Python ETL Pipeline that web-scrapes up-to-date NBA data from multiple sources, then statistically analyzes and visualizes into multiple team, player and league-wide reports, as well as predictivelly modelling and statistically correlating various stats.
Link to NBA Flask Applications repo: https://github.com/petermartens98/NBA-Flask-Applications
Link to NBA Shooting Heatmaps repo: https://github.com/petermartens98/NBA-Shooting-Heatmaps
Link to NBA Performance vs Salary Regression Anlaysis repo: https://github.com/petermartens98/Salary-and-Performance-Regression-Analysis-for-2012-to-2018-NBA-Data
This is a Python function that scrapes the daily NBA injury report from the CBS Sports website and returns the data as a Pandas DataFrame. The function uses the BeautifulSoup and Selenium libraries to parse the HTML and interact with the website.
The function starts by setting some options for the Selenium webdriver, including running in headless mode (without opening a visible browser window). It then defines the URL to scrape and the location of the Chrome driver on the user's computer.
The function then creates a new webdriver instance, sets a page load timeout, and navigates to the specified URL. It retrieves the page source HTML and uses BeautifulSoup to find the sections of the page containing injury data for each team.
For each team, the function loops through the player injury data and creates a dictionary of the relevant fields (team, player name, position, injury, and status). It then appends this dictionary to a list of all player data for all teams.
Once all the data has been collected, the function quits the webdriver and returns the data as a sorted Pandas DataFrame, with one row per player injury.
This code defines a function called "today_matchups" that uses web scraping to retrieve information about NBA games that are being played today from ESPN's website.
The function begins by creating a URL using the current date, which is obtained using the datetime module. A Chrome webdriver is then set up with Selenium and the page is loaded using the URL. The page source HTML is then parsed using BeautifulSoup.
The function then retrieves the date and day of the week using datetime, and finds all of the divs on the page that contain information about each game. It iterates over these divs to extract relevant data, such as the teams playing, the time of the game, the current score, and the betting odds. The data is stored in a dictionary for each game, and all of these dictionaries are appended to a list called "games_data".
Once all of the data has been extracted, it is stored in a Pandas DataFrame, which is returned by the function. The Chrome webdriver is then closed to avoid resource leakage.
Overall, this function retrieves the latest information about NBA games being played today, and stores it in a DataFrame that can be used for further analysis or visualization.

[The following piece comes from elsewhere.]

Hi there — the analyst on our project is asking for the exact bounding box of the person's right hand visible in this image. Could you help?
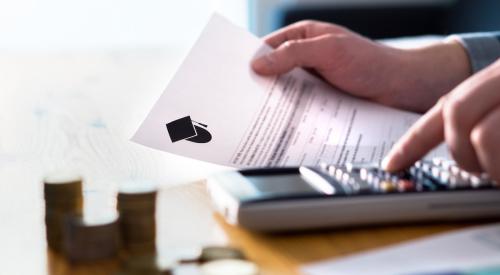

This code is a Python script that demonstrates webscraping data from a website, storing it in a Pandas DataFrame, and then inserting that data into an SQLite database. Specifically, the script scrapes NBA player data from ESPN.com for all teams in the league, stores it in a DataFrame, and then converts certain columns to numeric values (height to inches, weight to pounds, and salary to an integer). The script then creates an SQLite database with a table named "NBA_Players" and inserts the player data from the DataFrame into that table. Finally, the script commits the changes to the database and closes any open cursors.
Imports Utilized: Requests, BeautifulSoup, Selenium, Pandas, MatPlotLib, StatsModels, NumPy, Math, Statistics, Radnom
This code segment scrapes NBA boxscore data for the 2022-2023 regular season from stats.nba.com and basketball-reference.com using a request to a specific URL with parameters to filter the data. It retrieves the data in JSON format and converts it into a pandas DataFrame. The DataFrame is then modified to include additional columns with statistics related to field goals made, attempted, and points, as well as opponent team and opponent points, as well as other more advanced statistics such as distance and shot type. It also adds columns for the team's conference, whether the game was played at home or away, and a formatted date and matchup string.
or
def NBA_stat_boxplots(stat, sort_by='mean', asc=True) - visualize by team their comparing boxplots for a given stat
This code segment scrapes NBA individial player boxscore data for all players for the 2022-2023 regular season from stats.nba.com, espn.com and basketball-reference.com using a request to a specific URL with parameters to filter the data. It retrieves the data in JSON format and converts it into a pandas DataFrame. The DataFrame is then modified to include additional columns with statistics related to field goals made, attempted, and points, as well as other more advanced statistics such as distance and shot type. It also adds columns for the team's conference, whether the game was played at home or away, and a formatted date and matchup string. Codel as well scrapes player height, weight, salary, college, bio and playoff and allstar history.